The lawmaker said that for that reason, higher education does not need increased funding.
“Lots of hardworking Arkansans subsidizing this,” Hester said.
The billboard along Interstate 30 shows a dancer to the words "dance major" and features the statement: “Unlimited pathways. Close to home.”
Why higher ed does NOT need increase funding. They lease a sign to encourage computer science degrees or math teachers? No they push for dance majors. Lots of hardworking Arkansans subsidizing this! Not ok @UALR pic.twitter.com/CaRCVQD0qi— Bart Hester (@BartHester) February 5, 2018
I disagree with this on so many levels. As an artist and a dancer, I have seen the arts influence, inspire, challenge, and transform society. Art education is crucial in the advancement of Arkansas. https://t.co/Nns8G4c6kU— Savvy Janine Shields (@SavvyJanine) February 7, 2018
Miss America 2017 Savvy Shields, who is studying art at the University of Arkansas at Fayetteville, took issue with Hester’s comments in a reply.
“I disagree with this on so many levels,” she said. “As an artist and a dancer, I have seen the arts influence, inspire, challenge and transform society.”
Shields added that art education is “crucial in the advancement of Arkansas.”
State Rep. Bob Ballinger, R-Berryville, also chimed in on Twitter, questioning Shields' stance on the issue.
“Really, how so? How is art education crucial to the advancement of Arkansas?” Ballinger asked.

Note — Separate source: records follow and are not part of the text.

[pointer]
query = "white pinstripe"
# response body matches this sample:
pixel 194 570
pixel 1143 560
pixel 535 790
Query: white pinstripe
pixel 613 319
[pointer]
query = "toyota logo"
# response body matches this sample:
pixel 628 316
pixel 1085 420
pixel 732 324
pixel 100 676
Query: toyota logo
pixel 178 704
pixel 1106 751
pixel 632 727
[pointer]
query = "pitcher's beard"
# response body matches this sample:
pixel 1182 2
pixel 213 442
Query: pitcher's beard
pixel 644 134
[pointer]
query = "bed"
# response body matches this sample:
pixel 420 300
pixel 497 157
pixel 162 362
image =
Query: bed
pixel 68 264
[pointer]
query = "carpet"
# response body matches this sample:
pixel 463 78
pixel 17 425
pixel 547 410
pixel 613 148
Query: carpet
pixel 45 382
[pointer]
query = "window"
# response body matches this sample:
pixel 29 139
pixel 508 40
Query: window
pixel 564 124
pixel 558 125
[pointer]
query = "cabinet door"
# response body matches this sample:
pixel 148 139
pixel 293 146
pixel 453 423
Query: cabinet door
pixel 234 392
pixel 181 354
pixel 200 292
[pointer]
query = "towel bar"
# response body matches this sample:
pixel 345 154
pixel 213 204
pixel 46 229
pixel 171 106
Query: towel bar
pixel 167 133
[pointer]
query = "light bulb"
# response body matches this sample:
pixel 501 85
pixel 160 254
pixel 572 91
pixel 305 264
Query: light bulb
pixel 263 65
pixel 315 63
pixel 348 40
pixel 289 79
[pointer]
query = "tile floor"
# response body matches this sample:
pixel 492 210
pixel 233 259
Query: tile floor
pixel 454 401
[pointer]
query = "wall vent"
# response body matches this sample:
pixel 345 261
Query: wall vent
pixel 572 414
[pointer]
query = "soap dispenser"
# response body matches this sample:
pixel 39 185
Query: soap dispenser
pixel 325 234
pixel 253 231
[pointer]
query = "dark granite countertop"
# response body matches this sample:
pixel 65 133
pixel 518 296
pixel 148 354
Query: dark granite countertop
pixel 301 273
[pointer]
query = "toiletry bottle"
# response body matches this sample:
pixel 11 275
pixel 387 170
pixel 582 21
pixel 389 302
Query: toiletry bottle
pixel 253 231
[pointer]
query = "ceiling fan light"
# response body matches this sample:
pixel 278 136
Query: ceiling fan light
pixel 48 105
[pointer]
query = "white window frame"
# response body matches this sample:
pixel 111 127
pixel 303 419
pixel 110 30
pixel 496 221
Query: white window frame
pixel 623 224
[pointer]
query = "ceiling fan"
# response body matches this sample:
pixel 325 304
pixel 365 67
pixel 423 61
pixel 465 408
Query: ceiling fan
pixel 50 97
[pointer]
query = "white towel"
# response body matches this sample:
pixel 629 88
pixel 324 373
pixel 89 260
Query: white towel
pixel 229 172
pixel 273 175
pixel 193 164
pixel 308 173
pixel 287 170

Judy Williams, UALR's associate vice chancellor of communications and marketing, said the billboard is one of several marketing tools in a campaign that features students in various programs.
"Our university offers the only dance performance program in Arkansas," Williams said in an emailed statement. "This is only one ad in the campaign."
Other UALR programs spotlighted include engineering, biology, chemistry, computer science, mathematics, economics, nursing and American sign language.
Williams said the marketing campaign "is designed to introduce prospective students and the community to the variety of majors and programs that are available."